Ricky Martin feat. Wendy – Vente Pa’ Ca

“How does Ricky Martin just not age?”

Tom: There’s been a dearth of good music lately. I was looking through recent releases, idly clicked on this, and then spent four minutes about to click away… but then sticking around. It’s… not… bad?

Tim: How does Ricky Martin just not age? I mean I know that shot’s probably been Photoshopped to heck, but he’s like Puerto Rica’s answer to Magnus Carlsson.

Tom: Sure, it doesn’t need to be four minutes. Sure, it’s middle-of-the-road and not a particularly great song. But what’s interesting to me is how it’s mixed together what you’d expect from Ricky Martin, and what you expect from a modern pop track.

Tim: That’s true – the intro got me thinking “yep, it’s Ricky Martin”, and then the vocals sections hit and it’s usual modern pop. Fairly bland modern pop, unfortunately, but still.
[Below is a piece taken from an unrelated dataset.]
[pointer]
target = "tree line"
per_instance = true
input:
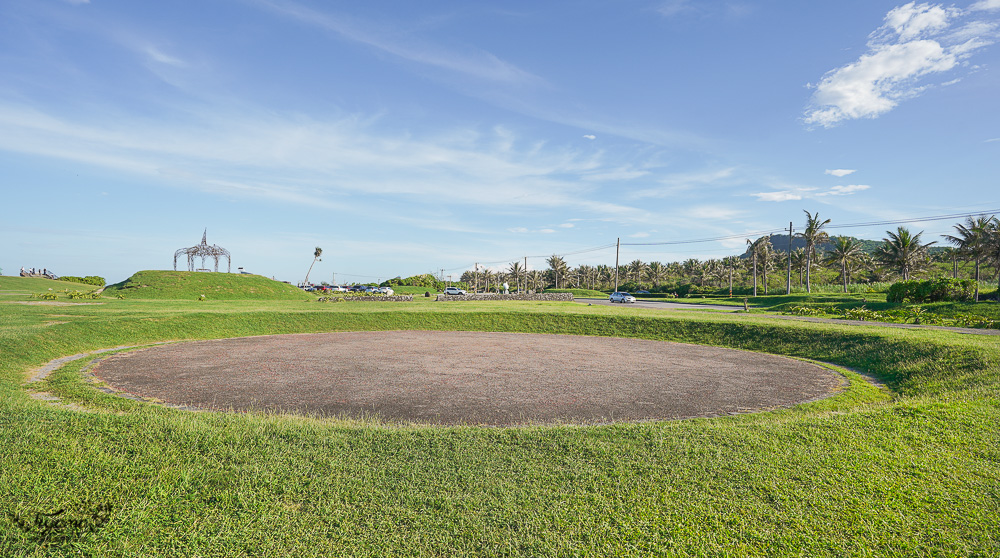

Tom: Most of the melody and the instrumentation could have come out of the early 2000s. But the song structure is modern: a pre-chorus vocal line, and a chorus that’s just an instrumental synth.

And hey, at least it doesn’t repeat to fade.

Tim: No – good ending, I’ll certainly give it that.

Ricky Martin – Vida

“Strumming guitars! Summery drums! Actual foreign!”

Tim: Football!

Tom: Really?

Tim: I know, sorry. But you’ll forgive me once you hear this, a track off the official album of the 2014 World Cup in Brazil.

Tom: I think my first reaction is “crikey, Ricky Martin’s still going”.

Tim: Oh yes – 42 and he’s still got all of it. Strumming guitars! Summery drums! Actual foreign!

Tom: “Actual foreign”? Let’s not forget that Livin’ La Vida Loca came in two versions, complete with near-identical videos.

Tim: What a partying, beachy, summery track this is, and the video makes it abundantly clear that that is precisely what it’s meant to be.

Tom: Yep. It’s basically the last World Cup song, “This Time For Africa“, only filtered through a Latin American lens.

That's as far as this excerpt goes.